Le Grand Café de Saint-Nazaire accueille, jusqu’au 2 janvier 2022, Post Atlantica, une collection d’œuvres de Noémie Goudal encore jamais montrée au public. Un ensemble croisant la passion de l’artiste visuelle pour la science, et son amour de l’illusion.
« Mes réalisations sont un moyen de parler du temps long, en opposition au “temps de l’Homme”. Je souhaite faire le lien entre la Terre dans son entièreté et ce que les non-scientifiques perçoivent de cette planète. Car l’être humain ne voit pas le mouvement des choses, et croit donc être une entité fixe »,
déclare Noémie Goudal. Photographe et plasticienne, l’artiste née en 1984 présente, au Grand Café un nouveau corpus d’œuvres intitulé Post Atlantica. Entre images, vidéos et installations, nature majestueuse et trompe-l’œil surréalistes, elle part à l’exploration de notre planète, et tente d’illustrer, avec une curiosité à toute épreuve, diverses théories scientifiques et leurs répercussions sur notre environnement. Ainsi, Post Atlantica renvoie à notre époque, mais aussi au passé, et à ses conséquences sur le futur. « Il s’agit d’une manière de planter le décor, et d’évoquer un sujet qui me parle particulièrement : le temps. Ici, je me suis appuyée sur des recherches qui se penchent sur des traces infimes, et tentent de comprendre à quoi ressemblait une période extrêmement ancienne pour mieux interroger notre avenir », ajoute-t-elle.

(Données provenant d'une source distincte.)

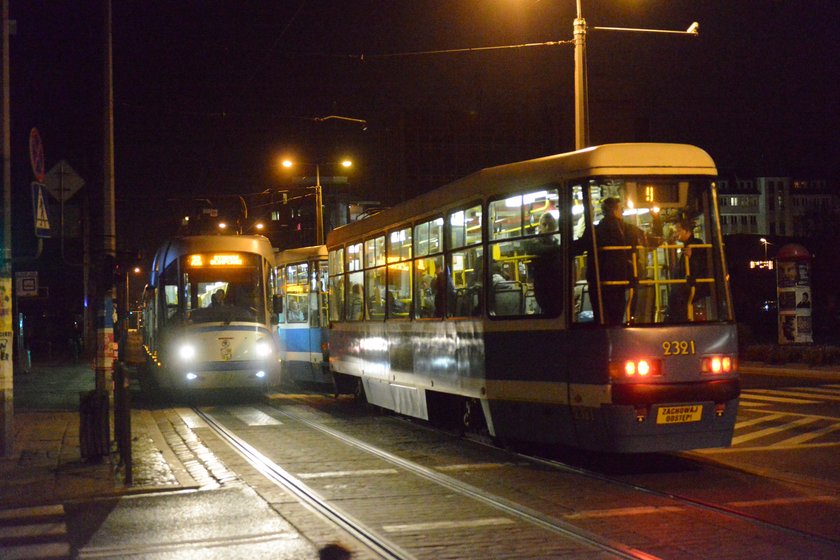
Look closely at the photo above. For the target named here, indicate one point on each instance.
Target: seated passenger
(218, 298)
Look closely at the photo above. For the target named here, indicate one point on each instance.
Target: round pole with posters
(793, 287)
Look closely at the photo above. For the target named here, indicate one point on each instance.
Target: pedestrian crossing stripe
(801, 392)
(33, 532)
(769, 398)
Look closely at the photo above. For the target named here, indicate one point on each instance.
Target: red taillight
(631, 369)
(717, 364)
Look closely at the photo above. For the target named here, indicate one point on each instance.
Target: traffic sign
(36, 155)
(27, 284)
(63, 182)
(39, 205)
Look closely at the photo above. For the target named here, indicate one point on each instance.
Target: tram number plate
(679, 414)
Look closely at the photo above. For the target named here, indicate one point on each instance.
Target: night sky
(209, 93)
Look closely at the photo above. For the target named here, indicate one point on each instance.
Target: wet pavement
(182, 503)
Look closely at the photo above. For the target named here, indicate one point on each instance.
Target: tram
(303, 323)
(207, 314)
(555, 300)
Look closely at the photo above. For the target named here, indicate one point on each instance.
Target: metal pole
(105, 325)
(581, 109)
(7, 424)
(319, 208)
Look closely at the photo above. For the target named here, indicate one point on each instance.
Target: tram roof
(180, 245)
(609, 159)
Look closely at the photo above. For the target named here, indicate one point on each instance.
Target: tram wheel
(359, 391)
(473, 417)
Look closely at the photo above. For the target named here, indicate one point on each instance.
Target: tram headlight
(717, 364)
(186, 352)
(262, 349)
(635, 368)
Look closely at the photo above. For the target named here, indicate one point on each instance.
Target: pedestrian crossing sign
(39, 205)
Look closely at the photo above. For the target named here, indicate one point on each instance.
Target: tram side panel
(527, 381)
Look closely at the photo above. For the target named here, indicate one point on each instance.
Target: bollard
(94, 431)
(122, 419)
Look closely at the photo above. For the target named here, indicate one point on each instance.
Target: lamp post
(319, 201)
(135, 270)
(581, 94)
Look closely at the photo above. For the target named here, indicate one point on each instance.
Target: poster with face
(788, 275)
(795, 302)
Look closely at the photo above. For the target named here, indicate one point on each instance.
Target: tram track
(684, 501)
(580, 526)
(371, 538)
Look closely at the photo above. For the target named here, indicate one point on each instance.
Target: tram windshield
(220, 287)
(646, 251)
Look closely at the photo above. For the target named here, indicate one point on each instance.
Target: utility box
(94, 424)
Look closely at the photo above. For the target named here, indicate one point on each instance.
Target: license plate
(679, 414)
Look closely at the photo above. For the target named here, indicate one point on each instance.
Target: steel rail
(528, 515)
(377, 544)
(685, 500)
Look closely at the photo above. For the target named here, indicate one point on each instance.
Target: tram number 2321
(678, 347)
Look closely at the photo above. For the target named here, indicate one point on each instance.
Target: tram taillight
(717, 364)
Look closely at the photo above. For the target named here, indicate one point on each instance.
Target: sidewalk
(47, 466)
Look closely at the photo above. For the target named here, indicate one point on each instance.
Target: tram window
(354, 257)
(465, 227)
(321, 303)
(398, 292)
(355, 299)
(375, 288)
(336, 284)
(506, 218)
(337, 297)
(428, 237)
(668, 271)
(375, 252)
(468, 282)
(297, 311)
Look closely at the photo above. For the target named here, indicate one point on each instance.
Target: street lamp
(319, 202)
(765, 243)
(581, 94)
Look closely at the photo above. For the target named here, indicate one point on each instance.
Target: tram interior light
(263, 349)
(186, 352)
(717, 364)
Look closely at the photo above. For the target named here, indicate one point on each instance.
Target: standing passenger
(613, 264)
(547, 267)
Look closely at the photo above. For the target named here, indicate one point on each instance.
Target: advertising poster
(795, 301)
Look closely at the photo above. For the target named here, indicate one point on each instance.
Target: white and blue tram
(303, 324)
(207, 314)
(497, 300)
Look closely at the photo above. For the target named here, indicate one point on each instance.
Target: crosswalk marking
(806, 437)
(33, 532)
(774, 430)
(752, 395)
(758, 420)
(748, 404)
(796, 393)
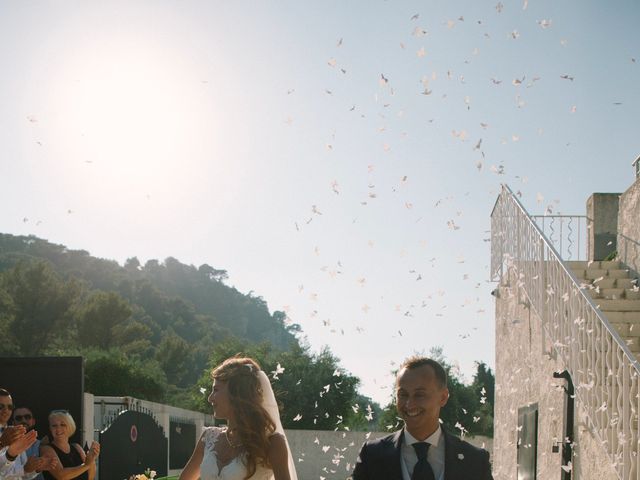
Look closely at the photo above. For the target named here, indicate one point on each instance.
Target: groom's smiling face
(419, 398)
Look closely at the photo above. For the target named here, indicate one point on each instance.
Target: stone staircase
(616, 292)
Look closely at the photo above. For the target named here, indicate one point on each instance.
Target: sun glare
(131, 114)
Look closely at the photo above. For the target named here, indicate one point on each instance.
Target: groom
(422, 450)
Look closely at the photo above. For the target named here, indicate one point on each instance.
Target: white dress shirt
(13, 470)
(435, 456)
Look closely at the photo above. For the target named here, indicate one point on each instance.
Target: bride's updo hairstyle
(253, 424)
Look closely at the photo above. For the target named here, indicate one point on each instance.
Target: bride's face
(219, 399)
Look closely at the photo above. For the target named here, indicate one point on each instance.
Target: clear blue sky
(292, 144)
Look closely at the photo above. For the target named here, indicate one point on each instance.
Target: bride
(252, 445)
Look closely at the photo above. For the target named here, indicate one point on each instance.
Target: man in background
(24, 416)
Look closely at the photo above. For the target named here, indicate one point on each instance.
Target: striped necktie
(422, 470)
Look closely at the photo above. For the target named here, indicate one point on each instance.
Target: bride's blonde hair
(253, 424)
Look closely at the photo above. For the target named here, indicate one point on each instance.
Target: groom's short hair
(417, 362)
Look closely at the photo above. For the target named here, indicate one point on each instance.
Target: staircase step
(595, 274)
(633, 343)
(618, 273)
(619, 305)
(626, 282)
(631, 294)
(623, 317)
(612, 293)
(578, 265)
(579, 274)
(610, 265)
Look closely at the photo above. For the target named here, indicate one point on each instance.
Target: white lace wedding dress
(211, 469)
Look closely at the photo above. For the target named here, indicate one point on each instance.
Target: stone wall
(628, 239)
(525, 363)
(602, 225)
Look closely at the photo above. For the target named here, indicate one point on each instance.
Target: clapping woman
(75, 463)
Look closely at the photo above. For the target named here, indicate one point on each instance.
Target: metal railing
(567, 233)
(603, 369)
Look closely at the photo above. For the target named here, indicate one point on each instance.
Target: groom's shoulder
(462, 446)
(382, 441)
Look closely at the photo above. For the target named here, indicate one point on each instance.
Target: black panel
(44, 384)
(131, 444)
(527, 442)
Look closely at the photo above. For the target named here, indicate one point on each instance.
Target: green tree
(110, 372)
(42, 305)
(174, 356)
(101, 318)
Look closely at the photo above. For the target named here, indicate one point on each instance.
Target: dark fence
(44, 384)
(182, 441)
(131, 443)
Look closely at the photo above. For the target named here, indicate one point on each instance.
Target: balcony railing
(567, 234)
(603, 369)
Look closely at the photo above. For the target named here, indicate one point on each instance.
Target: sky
(338, 159)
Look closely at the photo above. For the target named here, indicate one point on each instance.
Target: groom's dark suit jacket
(380, 459)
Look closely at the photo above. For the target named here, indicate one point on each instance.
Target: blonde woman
(252, 445)
(75, 464)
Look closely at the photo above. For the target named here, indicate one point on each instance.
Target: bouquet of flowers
(147, 475)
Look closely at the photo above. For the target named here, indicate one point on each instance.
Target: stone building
(567, 336)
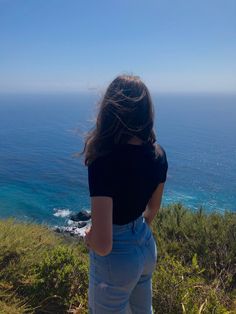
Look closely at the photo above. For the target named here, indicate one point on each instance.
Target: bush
(61, 280)
(182, 289)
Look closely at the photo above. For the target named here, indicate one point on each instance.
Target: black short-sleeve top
(129, 174)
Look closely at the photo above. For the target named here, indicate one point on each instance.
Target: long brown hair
(126, 110)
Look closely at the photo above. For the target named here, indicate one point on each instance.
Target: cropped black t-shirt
(129, 174)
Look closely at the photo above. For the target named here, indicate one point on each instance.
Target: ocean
(41, 179)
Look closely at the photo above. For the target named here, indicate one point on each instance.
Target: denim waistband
(130, 226)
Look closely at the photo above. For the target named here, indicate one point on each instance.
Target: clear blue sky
(70, 45)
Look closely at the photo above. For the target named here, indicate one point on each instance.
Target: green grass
(44, 272)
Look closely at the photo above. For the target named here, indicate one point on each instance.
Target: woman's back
(129, 174)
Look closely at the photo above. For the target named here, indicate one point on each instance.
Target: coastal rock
(81, 216)
(77, 224)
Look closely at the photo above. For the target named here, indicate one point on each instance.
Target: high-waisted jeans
(121, 282)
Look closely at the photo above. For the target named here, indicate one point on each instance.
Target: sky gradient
(74, 45)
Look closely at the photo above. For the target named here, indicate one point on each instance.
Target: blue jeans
(121, 282)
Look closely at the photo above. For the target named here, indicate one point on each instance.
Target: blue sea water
(40, 178)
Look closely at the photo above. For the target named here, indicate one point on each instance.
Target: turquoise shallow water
(40, 133)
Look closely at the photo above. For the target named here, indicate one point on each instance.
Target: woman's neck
(135, 141)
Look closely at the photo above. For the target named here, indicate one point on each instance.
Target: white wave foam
(61, 212)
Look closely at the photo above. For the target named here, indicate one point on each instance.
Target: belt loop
(133, 226)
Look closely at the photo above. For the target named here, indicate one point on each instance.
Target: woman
(126, 175)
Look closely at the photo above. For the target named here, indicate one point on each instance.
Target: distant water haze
(41, 180)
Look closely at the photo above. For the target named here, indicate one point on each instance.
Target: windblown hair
(125, 111)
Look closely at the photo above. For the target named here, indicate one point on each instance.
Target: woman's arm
(99, 237)
(154, 204)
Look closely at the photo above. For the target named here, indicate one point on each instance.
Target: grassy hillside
(44, 272)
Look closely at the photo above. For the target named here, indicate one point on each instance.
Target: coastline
(195, 249)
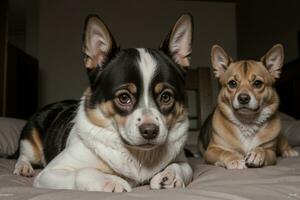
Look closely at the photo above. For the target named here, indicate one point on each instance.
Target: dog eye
(124, 98)
(257, 83)
(232, 84)
(166, 97)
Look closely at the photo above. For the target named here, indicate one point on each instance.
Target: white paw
(23, 168)
(166, 179)
(101, 182)
(236, 164)
(290, 153)
(256, 158)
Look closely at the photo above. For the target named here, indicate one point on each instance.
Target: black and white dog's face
(140, 92)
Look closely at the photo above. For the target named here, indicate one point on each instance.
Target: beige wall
(133, 23)
(261, 24)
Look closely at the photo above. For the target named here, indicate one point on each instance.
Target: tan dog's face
(247, 84)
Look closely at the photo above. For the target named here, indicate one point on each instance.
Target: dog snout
(149, 130)
(244, 98)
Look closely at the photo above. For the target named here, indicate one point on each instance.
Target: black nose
(149, 131)
(243, 98)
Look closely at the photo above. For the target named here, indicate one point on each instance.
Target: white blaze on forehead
(147, 66)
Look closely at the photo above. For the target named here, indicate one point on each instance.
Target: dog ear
(98, 43)
(273, 60)
(220, 60)
(178, 43)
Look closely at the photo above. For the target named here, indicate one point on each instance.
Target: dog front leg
(220, 157)
(89, 179)
(177, 174)
(260, 157)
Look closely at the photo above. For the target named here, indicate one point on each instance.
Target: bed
(281, 181)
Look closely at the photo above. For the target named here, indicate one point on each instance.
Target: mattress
(281, 181)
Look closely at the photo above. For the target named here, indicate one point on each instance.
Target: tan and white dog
(245, 129)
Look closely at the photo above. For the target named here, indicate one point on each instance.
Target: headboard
(199, 94)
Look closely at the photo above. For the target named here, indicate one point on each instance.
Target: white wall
(133, 23)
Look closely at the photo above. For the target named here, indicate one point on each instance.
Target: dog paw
(256, 158)
(290, 153)
(115, 186)
(236, 164)
(166, 179)
(94, 180)
(23, 168)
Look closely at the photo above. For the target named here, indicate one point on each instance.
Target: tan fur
(229, 146)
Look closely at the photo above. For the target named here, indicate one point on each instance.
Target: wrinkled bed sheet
(274, 182)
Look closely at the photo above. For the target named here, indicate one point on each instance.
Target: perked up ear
(98, 42)
(178, 43)
(273, 60)
(220, 60)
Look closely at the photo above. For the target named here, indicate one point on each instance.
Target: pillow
(10, 130)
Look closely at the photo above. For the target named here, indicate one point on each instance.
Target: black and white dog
(130, 126)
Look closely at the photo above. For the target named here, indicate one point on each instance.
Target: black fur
(53, 123)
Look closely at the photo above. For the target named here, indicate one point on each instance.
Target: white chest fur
(106, 144)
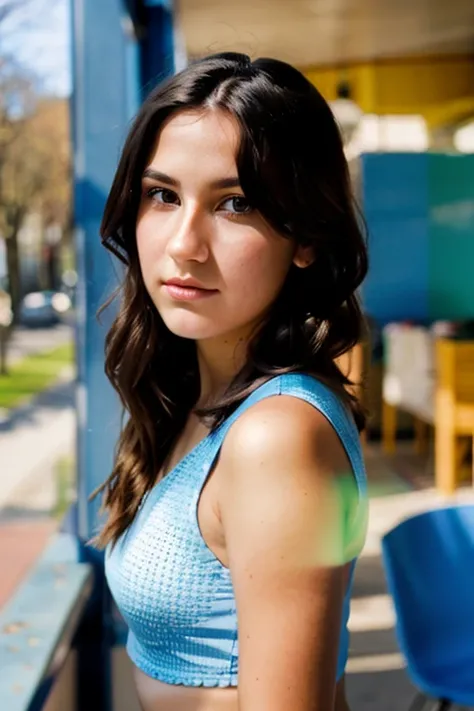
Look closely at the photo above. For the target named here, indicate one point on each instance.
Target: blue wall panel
(394, 197)
(451, 255)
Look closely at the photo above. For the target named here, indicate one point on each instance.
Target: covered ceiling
(327, 32)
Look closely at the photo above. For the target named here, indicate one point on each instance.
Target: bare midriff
(156, 696)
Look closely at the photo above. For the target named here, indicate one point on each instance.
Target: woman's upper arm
(284, 525)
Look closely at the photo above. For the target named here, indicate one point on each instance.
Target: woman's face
(210, 263)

La déconstruction du paysage naturel
Débute ainsi une immersion dans un parcours jonché d’illusions. Car Noémie Goudal se démarque à travers sa pratique singulière du 8e art, notamment présentée dans le cadre du parcours numérique Elles X Paris Photo. Dans ses œuvres, pas de retouches numériques, mais plutôt un remodelage du territoire, à l’aide de feuilles de papier, de pinces et autres accessoires rudimentaires. Comme une manière d’interroger notre perception de l’environnement, tout en s’abandonnant à la magie du mirage. Dans la « salle des décantations », première étape du voyage, l’autrice affiche une série de photographies prises en pleine nature. Sur les clichés pâles, paysages et images se mêlent, indiscernables l’un de l’autre. C’est en faisant fondre le papier à l’eau qu’apparait le trucage. Plus loin, un film, tourné en Poitou-Charentes dans une zone marécageuse apparaît en décalé sur deux écrans installés dos à dos. Un court métrage capturant le montage d’une de ses installations.
À l’étage du Grand Café, Phoenix, une série consacrée à des palmiers, exposée dans la pénombre présente des glitchs organiques captivants – un résultat obtenu en effectuant un tirage échelle 1 des arbres, puis en les découpant en bandes, pour ensuite les replacer devant la scène originale. « Il y donc une oscillation entre les images du cadre et le véritable paysage derrière », précise-t-elle. Dans la salle voisine, une vidéo happe les visiteurs, qui contemplent, abasourdis, un décor naturel s’enflammer… Jusqu’à révéler, dans le chaos qui suit l’incendie, un décor de bois. Le périple se termine au rez-de-chaussée, face à une grotte faite de papier, qu’on n’aperçoit dans sa globalité qu’en se plaçant précisément en face. « J’ai ici expérimenté avec une anamorphose, inspirée par les stéréoscopes, ces boîtiers à doubles objectifs, qui permettent de regarder deux images séparément et de voir une figure apparaître en 3D. Grâce à un stratagème de déconstruction du paysage naturel, j’en fais quelque chose d’artificiel », confie la photographe.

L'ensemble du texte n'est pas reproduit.